Up to then, the dream they had tried to make come true had been quite sensible. Enter Marian Beke. Already a renowned bartender after stints at Montgomery Place and the Artesian, he found himself between job when he ran into Edmund and Rosie. « We knew immediately it was the final piece of jigsaw. Of course we didn’t know at the time how much work it would take to make it a commercial reality. There’s something poetic in that we didn’t know much about running bars and were able to say “hey, let’s do this”. »

Although Edmund now admits they wouldn’t go at it the same way today, their « naivety » and faith in Beke’s unfettered creativity is what allowed Nightjar to become one of the most talked about bars on the planet. Even now that Beke is gone, the ethos he imparted (each drink is a work of art, with stunning looks and rare ingredients) can still be felt — they need to stock 231 different items to make the drinks on the current menu.
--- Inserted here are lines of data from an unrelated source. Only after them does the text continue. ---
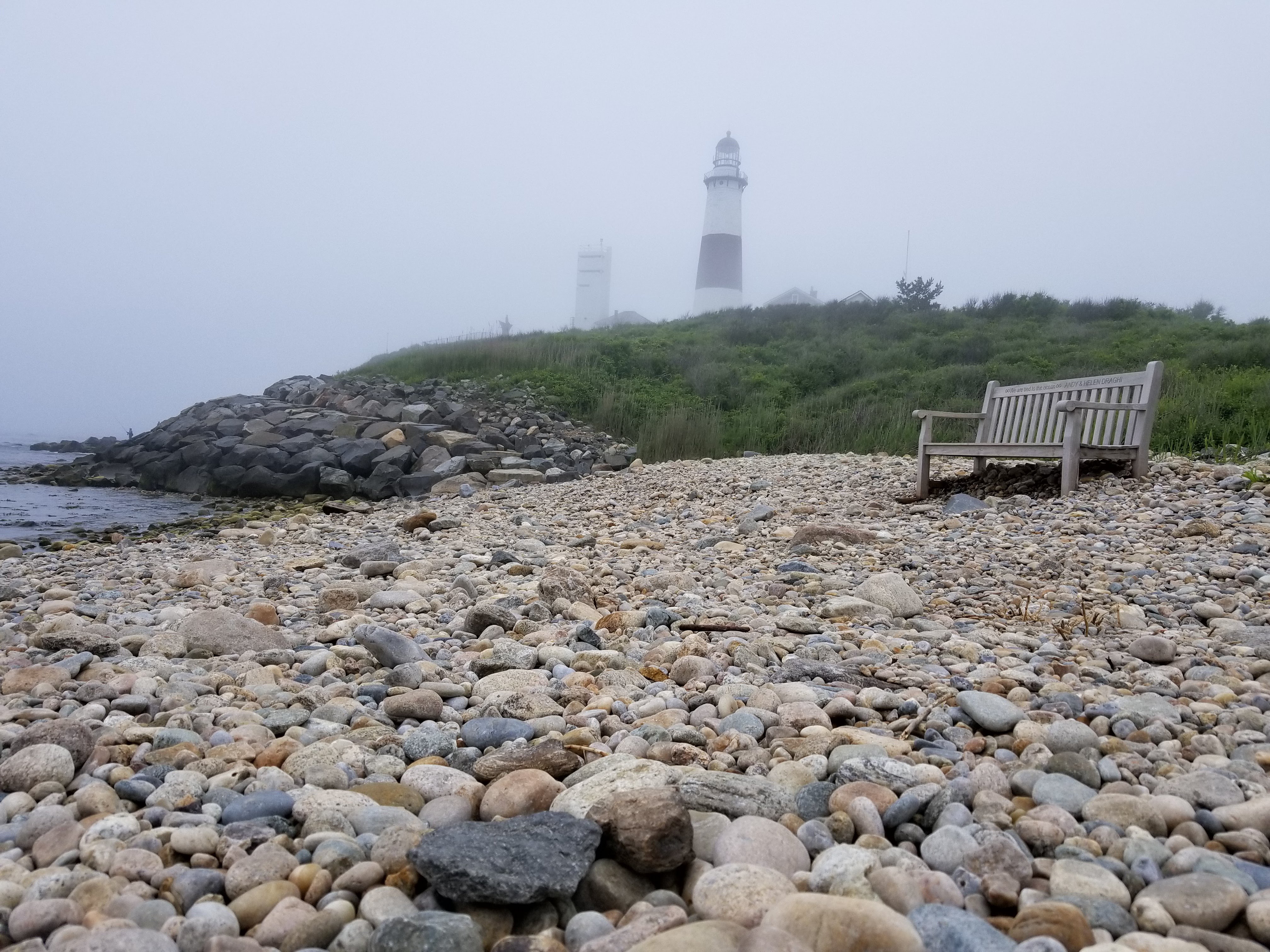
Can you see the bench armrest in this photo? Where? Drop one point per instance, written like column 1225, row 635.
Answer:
column 921, row 414
column 1068, row 405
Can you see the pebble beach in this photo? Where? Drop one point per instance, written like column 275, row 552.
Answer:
column 753, row 705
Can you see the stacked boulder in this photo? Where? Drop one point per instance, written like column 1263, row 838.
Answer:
column 342, row 437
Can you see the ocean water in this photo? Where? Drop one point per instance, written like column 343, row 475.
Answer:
column 28, row 511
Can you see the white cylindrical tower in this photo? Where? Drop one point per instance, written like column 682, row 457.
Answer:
column 591, row 303
column 719, row 263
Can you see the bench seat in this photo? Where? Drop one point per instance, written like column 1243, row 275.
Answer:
column 1091, row 418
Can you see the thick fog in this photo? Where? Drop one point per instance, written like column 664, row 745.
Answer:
column 200, row 199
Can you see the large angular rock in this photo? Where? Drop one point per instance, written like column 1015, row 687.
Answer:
column 223, row 631
column 524, row 860
column 74, row 737
column 563, row 582
column 483, row 615
column 647, row 830
column 736, row 795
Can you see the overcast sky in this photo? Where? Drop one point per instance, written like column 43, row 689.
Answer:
column 197, row 200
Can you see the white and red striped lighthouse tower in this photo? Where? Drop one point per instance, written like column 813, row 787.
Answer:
column 719, row 264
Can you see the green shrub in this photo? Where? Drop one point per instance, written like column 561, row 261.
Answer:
column 848, row 377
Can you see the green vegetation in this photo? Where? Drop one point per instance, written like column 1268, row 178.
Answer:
column 832, row 379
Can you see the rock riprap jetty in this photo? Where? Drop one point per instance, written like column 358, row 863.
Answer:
column 348, row 436
column 716, row 706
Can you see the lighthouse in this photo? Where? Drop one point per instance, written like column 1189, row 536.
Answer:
column 719, row 263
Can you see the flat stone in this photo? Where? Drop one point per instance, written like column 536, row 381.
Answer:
column 550, row 757
column 1126, row 810
column 1153, row 649
column 389, row 648
column 253, row 807
column 832, row 923
column 761, row 842
column 1062, row 791
column 1203, row 900
column 891, row 591
column 950, row 930
column 431, row 931
column 120, row 941
column 735, row 795
column 223, row 631
column 947, row 848
column 38, row 763
column 482, row 733
column 608, row 781
column 990, row 711
column 73, row 735
column 393, row 795
column 893, row 775
column 1075, row 878
column 740, row 893
column 1203, row 789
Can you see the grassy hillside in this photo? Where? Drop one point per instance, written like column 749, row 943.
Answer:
column 804, row 379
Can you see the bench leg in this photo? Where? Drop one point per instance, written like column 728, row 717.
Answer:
column 1142, row 462
column 1071, row 475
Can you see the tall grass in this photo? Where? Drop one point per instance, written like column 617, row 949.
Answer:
column 835, row 379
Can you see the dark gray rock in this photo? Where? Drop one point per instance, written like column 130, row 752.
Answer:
column 736, row 795
column 335, row 483
column 279, row 722
column 962, row 503
column 952, row 930
column 523, row 860
column 374, row 551
column 266, row 803
column 813, row 800
column 428, row 742
column 190, row 885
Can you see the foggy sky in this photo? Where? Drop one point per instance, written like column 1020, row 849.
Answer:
column 197, row 200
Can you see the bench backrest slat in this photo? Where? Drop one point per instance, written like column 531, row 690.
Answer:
column 1024, row 413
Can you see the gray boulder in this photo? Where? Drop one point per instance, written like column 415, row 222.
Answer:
column 223, row 631
column 389, row 648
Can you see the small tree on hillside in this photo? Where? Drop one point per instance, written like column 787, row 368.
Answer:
column 920, row 294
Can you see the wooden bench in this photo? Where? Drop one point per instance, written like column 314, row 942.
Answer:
column 1090, row 418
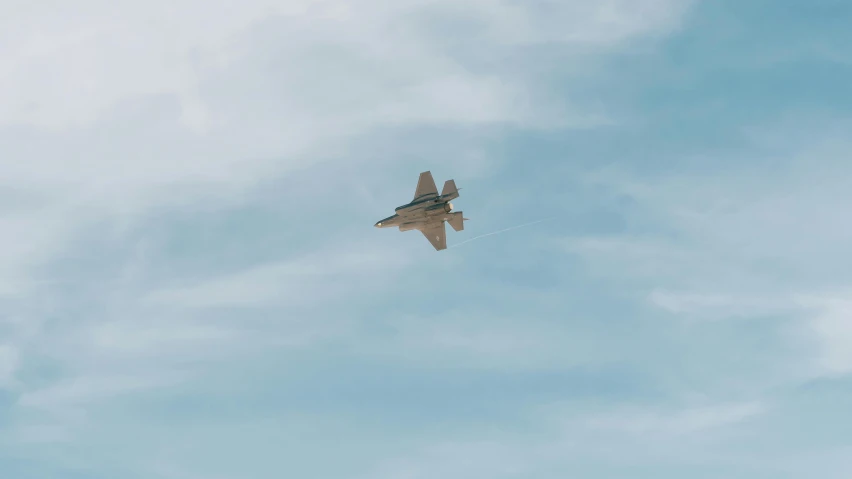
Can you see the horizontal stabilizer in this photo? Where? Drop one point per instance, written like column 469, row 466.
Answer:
column 457, row 221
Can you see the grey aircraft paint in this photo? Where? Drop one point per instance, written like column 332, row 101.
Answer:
column 428, row 211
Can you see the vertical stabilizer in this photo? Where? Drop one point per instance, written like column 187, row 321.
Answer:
column 450, row 188
column 456, row 220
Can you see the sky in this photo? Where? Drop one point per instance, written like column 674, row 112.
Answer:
column 191, row 286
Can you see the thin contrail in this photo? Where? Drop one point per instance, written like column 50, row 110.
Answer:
column 501, row 231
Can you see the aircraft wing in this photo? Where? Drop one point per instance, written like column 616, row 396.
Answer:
column 437, row 235
column 425, row 187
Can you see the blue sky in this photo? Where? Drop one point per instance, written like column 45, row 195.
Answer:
column 191, row 286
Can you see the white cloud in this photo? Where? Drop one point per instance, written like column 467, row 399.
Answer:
column 9, row 359
column 830, row 324
column 750, row 240
column 678, row 423
column 110, row 112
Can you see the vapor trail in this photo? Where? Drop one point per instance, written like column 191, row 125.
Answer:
column 501, row 231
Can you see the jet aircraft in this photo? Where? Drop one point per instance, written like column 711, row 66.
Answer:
column 428, row 211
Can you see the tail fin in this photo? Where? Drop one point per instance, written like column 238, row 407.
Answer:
column 457, row 221
column 449, row 188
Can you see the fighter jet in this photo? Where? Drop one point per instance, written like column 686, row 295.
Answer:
column 428, row 211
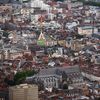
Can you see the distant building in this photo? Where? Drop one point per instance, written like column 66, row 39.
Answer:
column 23, row 92
column 87, row 30
column 52, row 77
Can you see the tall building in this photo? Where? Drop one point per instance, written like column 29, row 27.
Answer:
column 23, row 92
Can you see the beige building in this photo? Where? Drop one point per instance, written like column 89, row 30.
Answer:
column 23, row 92
column 87, row 30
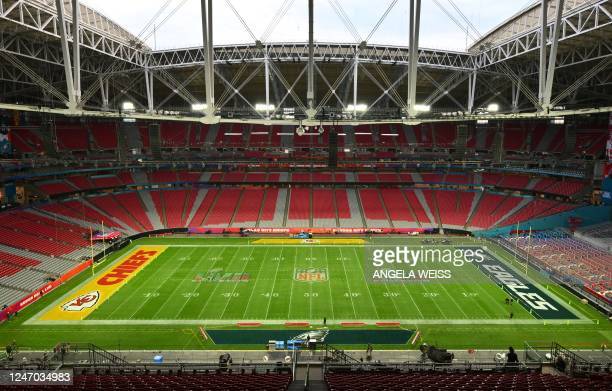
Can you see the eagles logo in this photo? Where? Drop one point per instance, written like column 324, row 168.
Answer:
column 310, row 275
column 79, row 303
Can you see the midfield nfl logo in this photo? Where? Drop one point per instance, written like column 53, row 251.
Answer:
column 310, row 275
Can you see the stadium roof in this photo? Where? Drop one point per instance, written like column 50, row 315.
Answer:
column 502, row 67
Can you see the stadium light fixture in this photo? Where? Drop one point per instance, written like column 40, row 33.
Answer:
column 558, row 121
column 199, row 107
column 127, row 106
column 264, row 107
column 360, row 108
column 422, row 108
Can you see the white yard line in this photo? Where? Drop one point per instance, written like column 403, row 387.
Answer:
column 214, row 289
column 273, row 287
column 350, row 293
column 366, row 284
column 173, row 291
column 255, row 284
column 237, row 282
column 331, row 298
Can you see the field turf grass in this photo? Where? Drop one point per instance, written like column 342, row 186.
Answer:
column 164, row 304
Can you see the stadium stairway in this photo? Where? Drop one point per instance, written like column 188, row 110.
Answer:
column 199, row 197
column 91, row 203
column 425, row 207
column 513, row 210
column 152, row 214
column 275, row 208
column 355, row 216
column 473, row 208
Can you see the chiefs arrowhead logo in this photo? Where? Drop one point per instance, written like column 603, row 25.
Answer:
column 79, row 303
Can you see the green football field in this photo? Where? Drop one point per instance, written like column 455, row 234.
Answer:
column 221, row 282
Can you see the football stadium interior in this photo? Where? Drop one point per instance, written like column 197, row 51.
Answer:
column 324, row 212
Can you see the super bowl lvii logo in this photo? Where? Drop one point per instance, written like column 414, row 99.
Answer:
column 311, row 275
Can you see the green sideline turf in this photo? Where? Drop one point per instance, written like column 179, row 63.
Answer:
column 168, row 290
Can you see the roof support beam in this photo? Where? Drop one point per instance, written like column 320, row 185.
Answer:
column 59, row 4
column 552, row 60
column 471, row 91
column 149, row 88
column 76, row 49
column 543, row 48
column 415, row 20
column 209, row 67
column 311, row 112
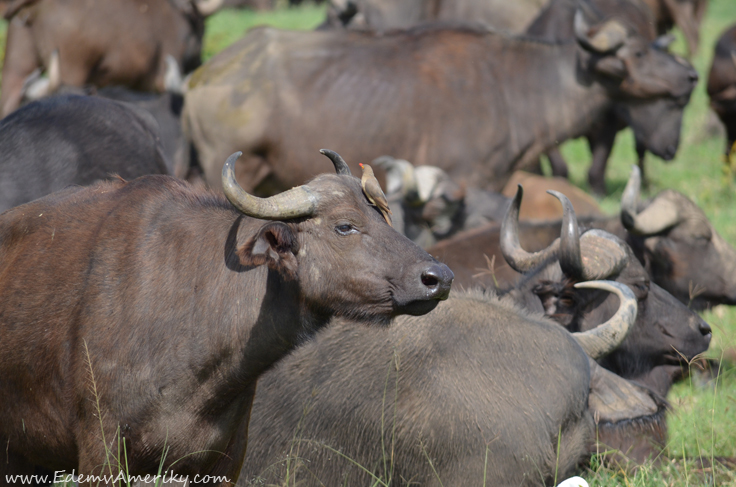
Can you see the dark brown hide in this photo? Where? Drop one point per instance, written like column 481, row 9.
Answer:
column 105, row 42
column 722, row 85
column 175, row 302
column 473, row 102
column 656, row 124
column 383, row 15
column 663, row 324
column 474, row 379
column 479, row 388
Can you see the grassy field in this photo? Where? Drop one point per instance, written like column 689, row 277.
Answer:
column 703, row 419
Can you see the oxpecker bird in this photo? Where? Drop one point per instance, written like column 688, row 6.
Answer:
column 373, row 192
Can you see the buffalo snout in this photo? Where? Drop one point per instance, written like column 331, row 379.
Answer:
column 438, row 280
column 422, row 293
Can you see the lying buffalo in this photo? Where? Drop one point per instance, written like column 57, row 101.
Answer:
column 477, row 392
column 670, row 235
column 60, row 141
column 666, row 332
column 429, row 206
column 481, row 390
column 473, row 102
column 105, row 42
column 143, row 313
column 722, row 86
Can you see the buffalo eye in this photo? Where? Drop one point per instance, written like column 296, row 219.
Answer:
column 345, row 229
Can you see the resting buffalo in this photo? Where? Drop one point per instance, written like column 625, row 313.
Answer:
column 722, row 86
column 105, row 42
column 145, row 311
column 56, row 142
column 670, row 235
column 429, row 206
column 473, row 102
column 477, row 392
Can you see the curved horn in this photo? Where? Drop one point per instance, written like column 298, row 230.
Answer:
column 571, row 261
column 605, row 338
column 606, row 38
column 341, row 167
column 658, row 216
column 208, row 7
column 295, row 203
column 519, row 259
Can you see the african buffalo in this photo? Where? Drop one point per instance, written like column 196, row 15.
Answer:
column 429, row 206
column 666, row 332
column 656, row 125
column 670, row 235
column 477, row 392
column 69, row 139
column 722, row 86
column 144, row 312
column 473, row 102
column 388, row 14
column 685, row 14
column 105, row 42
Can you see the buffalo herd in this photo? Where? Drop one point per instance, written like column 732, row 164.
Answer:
column 180, row 276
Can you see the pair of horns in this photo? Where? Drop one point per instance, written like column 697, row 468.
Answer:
column 660, row 215
column 295, row 203
column 596, row 255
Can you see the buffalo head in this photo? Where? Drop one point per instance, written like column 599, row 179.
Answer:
column 679, row 246
column 650, row 86
column 665, row 332
column 348, row 261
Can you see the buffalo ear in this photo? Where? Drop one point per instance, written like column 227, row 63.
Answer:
column 275, row 245
column 611, row 66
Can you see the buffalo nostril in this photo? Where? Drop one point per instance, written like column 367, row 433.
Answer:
column 438, row 280
column 430, row 280
column 704, row 329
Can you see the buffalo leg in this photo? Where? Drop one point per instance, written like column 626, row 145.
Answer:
column 558, row 163
column 641, row 153
column 20, row 61
column 12, row 465
column 601, row 142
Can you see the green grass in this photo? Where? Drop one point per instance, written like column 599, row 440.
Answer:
column 703, row 419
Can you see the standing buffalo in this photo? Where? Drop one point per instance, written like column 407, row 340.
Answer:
column 656, row 125
column 105, row 42
column 383, row 15
column 70, row 139
column 480, row 390
column 473, row 102
column 722, row 86
column 144, row 312
column 512, row 16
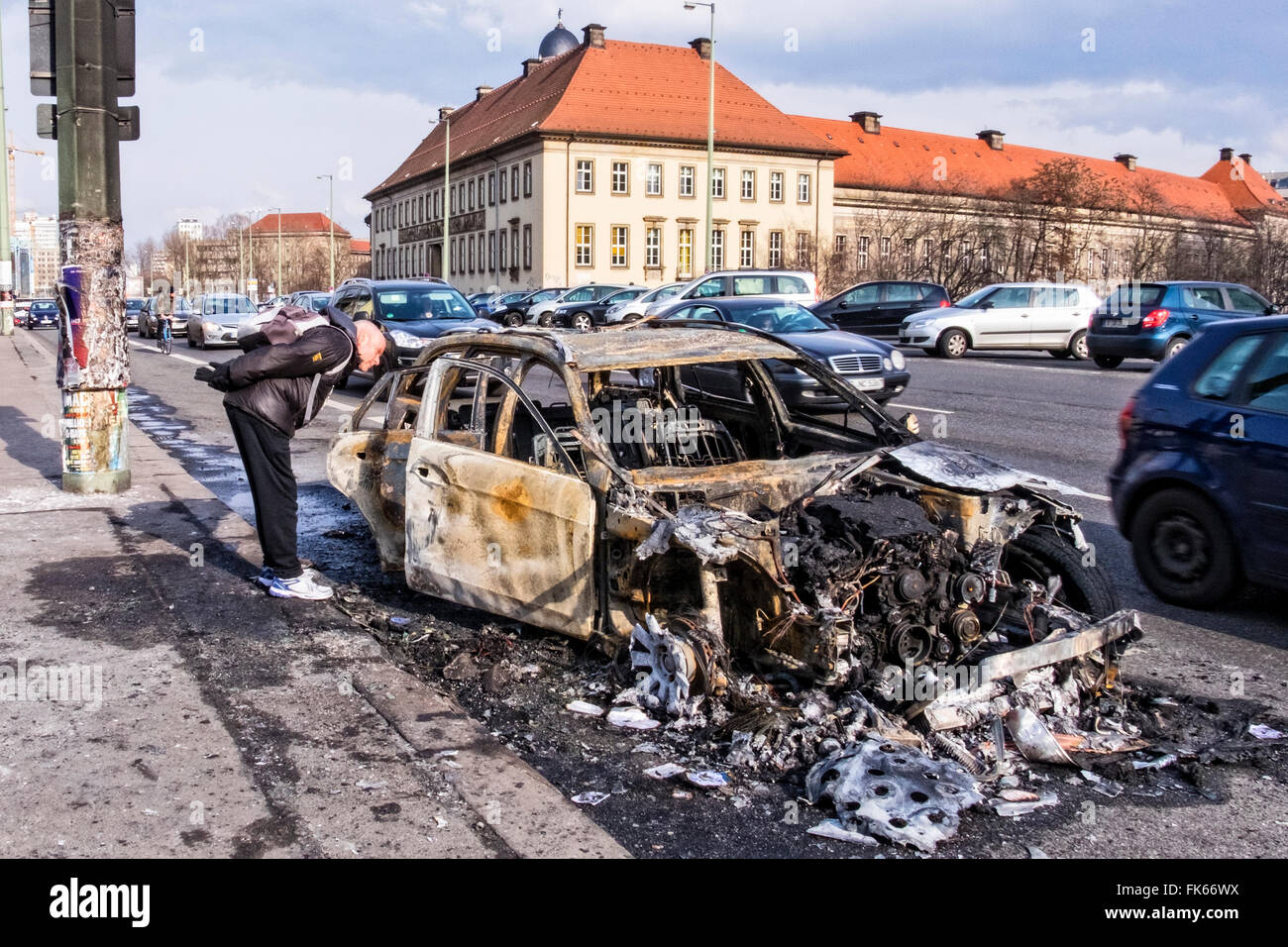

In 2015, the duo opened their second bar, Oriole (recently named 17th best bar in the world), in Smithfield Market. « It was wish fulfilment. All the space limitations of Nightjar were gone. It was a blank canvas ». One of the issues at Nightjar was that drinks sometimes took way too long to be served to clients. Not so at Oriole: « It’s designed to the last cm to be the perfect workplace for the bartender. You have everything you need to deliver the perfect drink very quickly, so go ahead and do it. » With Luca Cinalli at the helm, Beke’s ex partner behind Nightjar’s bar, you can expect similarly ‘loud’ drinks, although Edmund says they’re « probably a little bit simpler. We’re trying to do more with less ». 

So are Edmund and Rosie all about the baroque? « You could think we’re the Liberaces of the cocktail world », he quips. « But we really love simplicity. And we wanted to do a bar where you could go in, grab a Martini, drink it at the bar and move on. » Last year, they opened such a place, with partners Bobby Hiddleston and Mia Johansson. Located in the centre of Soho, Swift has received rave reviews. « With Mia and Bobby, you know you’re going to get simple, beautiful and delicious cocktail. Here, we try and think about every single aspect of the guest experience. » — not that they don’t at Oriole and Nightjar, mind you.

Ours is an industry that favours the « genius bartender » narrative. But for a bar — let alone three — to be a sustained success, you need great operators. So what are Edmund and Rosie’s secret? Edmund accepted to share a few guiding principles. « First, don’t focus on profit. If your idea is to make as much money as possible, you won’t be able to innovate. Second, pick people with vision, do everything to support it and retain staff to create a culture. Third, never stop paying attention to details and imbue this obsession to your senior management. Finally, you need an outstanding partner you can absolutely trust ». Words to the wise.